Part 1:
There is a really interesting debate going on at the moment on these forums over the structure of the code generated by Xara’s WD HTML export.

From the coder’s point of view, the tag soup HTML is not very useful if you want to edit the code or make use of it elsewhere. From the WYSIWYG point of view, the code structure is irrelevant and what is seen and experienced by the user at design time and in browsers is all that’s important.

Web Designer (WD) was designed to approach the creation of websites differently to the historical method of hand coding or editing HTML text; it was intended to allow maximally-precise WYSIWYG creation of websites using a graphical interface and without having to know or see any HTML code at all, thereby modernising and maturing the creation of websites and making it possible for the masses. The design is such that any edits to HTML are thus to be done in WD and not an HTML editor. This of course limits the HTML output to only what WD can support in this version.

It seems to ensure maximum WYSIWYG output, of many tried methods of HTML code structure, the one implemented produced the most similar results in browsers to what was seen in WD, thereby satisfying WYSIWYG criteria better. The code structure is very different from how it would look if hand coded and, as a consequence, is much less well formatted or layout-efficient, and is the primary cause for complaint by coders. Most modern websites are graphics dominated than text dominated; the additional overhead this different and less efficient HTML structure brings is very small in terms of what is measured at download time in such common graphics-dominated situations, with the time taken to download a typical HTML file being less than the time taken to download even the smallest single graphic image. Therefore this additional overhead is not a valid criticism of WD’s HTML code structure choice.

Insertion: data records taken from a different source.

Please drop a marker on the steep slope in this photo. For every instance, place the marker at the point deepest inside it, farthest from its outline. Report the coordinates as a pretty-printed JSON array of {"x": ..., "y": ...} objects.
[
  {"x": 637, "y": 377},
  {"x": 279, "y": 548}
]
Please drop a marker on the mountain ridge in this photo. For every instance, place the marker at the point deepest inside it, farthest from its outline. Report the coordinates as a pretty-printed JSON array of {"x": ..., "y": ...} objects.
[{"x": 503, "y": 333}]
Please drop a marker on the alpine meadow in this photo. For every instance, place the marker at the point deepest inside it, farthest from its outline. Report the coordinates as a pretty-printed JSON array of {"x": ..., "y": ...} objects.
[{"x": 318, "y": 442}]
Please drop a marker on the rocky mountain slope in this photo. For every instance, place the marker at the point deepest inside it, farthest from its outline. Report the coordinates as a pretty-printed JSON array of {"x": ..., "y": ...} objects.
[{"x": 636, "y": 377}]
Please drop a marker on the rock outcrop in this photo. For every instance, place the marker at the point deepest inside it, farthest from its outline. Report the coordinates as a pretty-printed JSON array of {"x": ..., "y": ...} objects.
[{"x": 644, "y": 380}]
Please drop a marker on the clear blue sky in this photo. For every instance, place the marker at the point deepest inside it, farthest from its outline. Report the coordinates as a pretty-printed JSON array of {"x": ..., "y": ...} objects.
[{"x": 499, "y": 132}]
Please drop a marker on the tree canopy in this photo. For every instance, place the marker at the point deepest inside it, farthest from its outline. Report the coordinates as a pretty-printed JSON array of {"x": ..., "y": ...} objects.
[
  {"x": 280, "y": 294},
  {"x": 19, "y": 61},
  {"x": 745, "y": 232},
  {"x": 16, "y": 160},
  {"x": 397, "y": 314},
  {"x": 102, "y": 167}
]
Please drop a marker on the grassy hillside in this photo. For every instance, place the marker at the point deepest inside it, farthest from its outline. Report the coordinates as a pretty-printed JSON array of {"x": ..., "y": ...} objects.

If the user is only ever to use WD to make graphics dominated websites (which applies to the majority of the target audience) then the internal HTML structure is completely and utterly irrelevant. Given that this is only what WD was designed for, the criticisms by coders about the HTML structure are completely invalid when placed in context. It seems as though coders are complaining about the code simply because it’s different and relatively inefficient (but immeasurably practically so at browse time), but totally failing to appreciate the situation—which is the new approach to website making within the limits of the goals of WD. I've seen no evidence that the code structure is in any way significantly worse than if coded by hand from an observer’s point of view when viewing the page in a browser.

Text heavy sites may be a different story however, it may be argued; the tag-soup overhead may increase substantially to increase HTML file sizes. But this is unlikely to be so significant as to cause browsing problems; my own website is extremely text heavy (tens of thousands of words—far bigger than most text heavy sites I’d bet, and only 10% complete) with pretty large HTML files as far as HTML file sizes go, yet the site loads very fluidly, confirming my point completely.

The hostility to the WD generated HTML seems to stem from the unique history of HTML; unlike say the analogue of not hand coding PDF document layout anymore (if at all), coding HTML has always had a set-in-stone approach of hacking HTML at a textual level. When such familiarity is subjected to (innovative) change whereby something familiar has to be relearned, such that there's an initial shred of effort required to get the same results until the new process is learned, there is bound to be resistance. But it’s also the apparent rape of the familiar ‘art’ of HTML hacking that coders seem to be having personal issues with, causing the furore, rather than there being any measurable substance to the criticisms. The code is different and less efficient (artistic), therefore it’s deemed bad, but this totally misses the point of the new approach, which is HTML editing entirely within WD without ever seeing code at all.

If WD’s code isn’t suitable for subsequent editing (going against the whole point of using WD to generate it), then don’t use WD to create the code—it’s so easy. Xara have even alluded to this by devoting a part of the marketing section of their website to the benefits WD can offer to ‘professional’ website makers (a.k.a. old fashioned died-in-the-wool code-head HTML hackers), by allowing working, dynamic mock-ups instead of static Photoshop mock-ups.